This series is devoted to examining the leading trends that go towards defining the shape of modern software application development.
As we have initially discussed here, with so many new platform-level changes now playing out across the technology landscape, how should we think about the cloud-native, open-compliant, mobile-first, Agile-enriched, AI-fuelled, bot-filled world of coding and how do these forces now come together to create the new world of modern programming?
This contribution comes from Daniel Kobran, co-founder of Paperspace — the company is known for its GPU cloud tools built for developers that it says power next-generation workflows and the future of intelligent applications.
Paperspace is a term used in CAD to refer to the window into a 3D world… the company says that it’s a metaphor for the notion of a portal into the limitless power of the cloud.
Kobran writes as follows…
MLOps is the inevitable confluence of DevOps and Machine Learning. Why inevitable? For years the machine learning world has operated in a manner reminiscent of siloed software development patterns from the 1990s — there is practically zero automation, collaboration is a mess, pipelines are hacked-together with brittle scripts, visibility is practically nonexistent… and CI/CD is an altogether foreign concept.
MLOps represents a schema to overcome entropy and has brought a new wave of change to machine learning developers and enterprise teams.
So why is MLOps the topic on everyone’s mind? Why does MLOps matter? And what does the trend of MLOps suggest for the future of enterprise machine learning?
Software toolstack tools
Let’s face it, there are a lot of tools in the average software toolstack.
Software engineering teams rely on dozens of deployment tools for each release — from source code management systems to automated testing suites, performance monitoring tools and event-based alert systems. Everybody recognises these components of the deployment toolstack as essential blocks in the software development cycle — but it wasn’t always the case. Now, popular tools such as GitHub, CircleCI, Jenkins, Docker, NewRelic and an endless number of equivalents and contemporaries are in wide use around the world.
Pure software concepts like these can and should be applied homogeneously to machine learning. In machine learning, you still need source control for your code. You still need to monitor data pipelines, containerise applications, provision machines and test deployment endpoints. Machine learning may demand greater scale and more complex manipulation (especially with data), but the primitives are the same and so are the benefits of pipeline automation.

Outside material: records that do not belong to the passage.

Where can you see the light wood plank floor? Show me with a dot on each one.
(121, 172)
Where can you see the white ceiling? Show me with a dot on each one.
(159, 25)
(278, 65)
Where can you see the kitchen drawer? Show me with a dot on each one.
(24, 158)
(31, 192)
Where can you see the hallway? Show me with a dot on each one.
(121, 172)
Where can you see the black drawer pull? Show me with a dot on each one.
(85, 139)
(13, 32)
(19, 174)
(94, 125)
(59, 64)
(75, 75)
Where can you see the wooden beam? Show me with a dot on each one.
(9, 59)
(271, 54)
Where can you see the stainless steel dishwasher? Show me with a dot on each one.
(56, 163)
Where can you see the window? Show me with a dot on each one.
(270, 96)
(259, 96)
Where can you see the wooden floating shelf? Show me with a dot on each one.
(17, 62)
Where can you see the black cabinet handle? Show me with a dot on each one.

The 4-components of successful MLOps
MLOps has a model shape all of its own.
MLOps is a set of practices that provide determinism, scalability, agility and governance in the model development and deployment pipeline. This new (and essentially very modern) paradigm focuses on four key areas within the model training, tuning and deployment cycle: machine learning development must be reproducible, it must be collaborative, it must be scalable and it must be continuous.
So let’s look at each of these in turn.
Reproducibility means the ability to reconstruct a previous machine learning model within a few percentage points of accuracy in order to improve it or to communicate its methodology to internal, external, or regulatory stakeholders. This requires traceability for inputs, which may include dataset, code commit, dependencies and packages, driver version, low-level libraries, container or runtime, parameters used to train the model, training hardware specifications and specific ML inputs such as initialisation of layer weights.
This is not a trivial task!
For a single developer working on a single model, this area of the development cycle is irrelevant. But for teams that are scaling both team members and productionalised models, the system will fail extraordinarily quickly without good collaborative processes in place.
Successful collaboration for ML teams requires a unified hub where all activity, lineage and model performance is tracked. This includes the full stack (from concept to R&D and through to production) and requires visibility of notebooks, training runs, hyperparameter searches, visualisations, metrics, datasets, code references and model artifacts.
That’s a lot of surface area that needs to be shared!
It is possible, but not advisable, to ask each machine learning engineer to master infrastructure deployment.
Because of the massive datasets and expensive compute requirements in machine learning, infrastructure management is a black hole of complexity that can consume a team’s productivity. Far better is to make compute infrastructure available on-demand and preconfigured for each member of the data science team.
If each person can self-provision preconfigured resources, the team can nearly eliminate scale-related provisioning bottlenecks.
The most important feature of great MLOps is a CI/CD pipeline for model development.
Pushing code to GitHub should trigger automatic compiling, testing and deployment — and this process should be the same for every member of the team in pursuit of perfect determinism. Through standardisation of the ML lifecycle it’s possible to increase model velocity output manyfold.
The future of MLOps?
There is a great amount of pressure coming to standardise machine learning lifecycles.
In a few short years the thought of manually training and deploying models will seem like a preindustrial curiosity. The lessons and legacy of the software development industry push toward DevOps years ago will make this transitional period in machine learning fly by — faster than anyone (or model) could predict.
For all of our sakes, please don’t be a preindustrial curiosity exhibit.